Installation
============

Requirements
------------

- **Python 3.12+**.
- **Linux with an NVIDIA GPU** and a recent **CUDA** toolkit for the GPU model
  families. A CPU-only machine can exercise the graph/worker plumbing in *dummy mode*
  (submodules return ``None``) for development and the modular tests, but not real model
  inference.
- Enough GPU memory for the model you intend to serve — several families (e.g.
  BAGEL-7B, Qwen3-Omni-30B) are multi-GPU-class models.

Install from source
-------------------

``mstar`` is installed from source in editable mode.
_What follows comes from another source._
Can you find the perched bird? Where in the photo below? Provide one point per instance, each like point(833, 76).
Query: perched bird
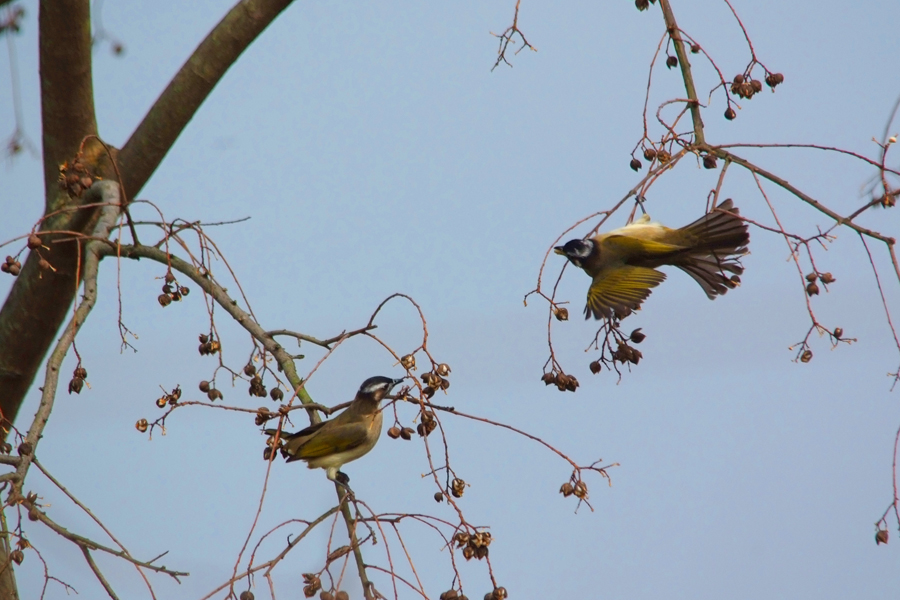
point(623, 262)
point(353, 433)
We recommend `uv
<https://docs.astral.sh/uv/>`_ to create the Python 3.12 environment:

.. code-block:: bash

   git clone https://github.com/mstar-project/mstar.git
   cd mstar

   # Create and activate a Python 3.12 virtualenv (--seed adds pip to it)
   uv venv --python 3.12 --seed
   source .venv/bin/activate

   uv pip install --torch-backend=auto -e .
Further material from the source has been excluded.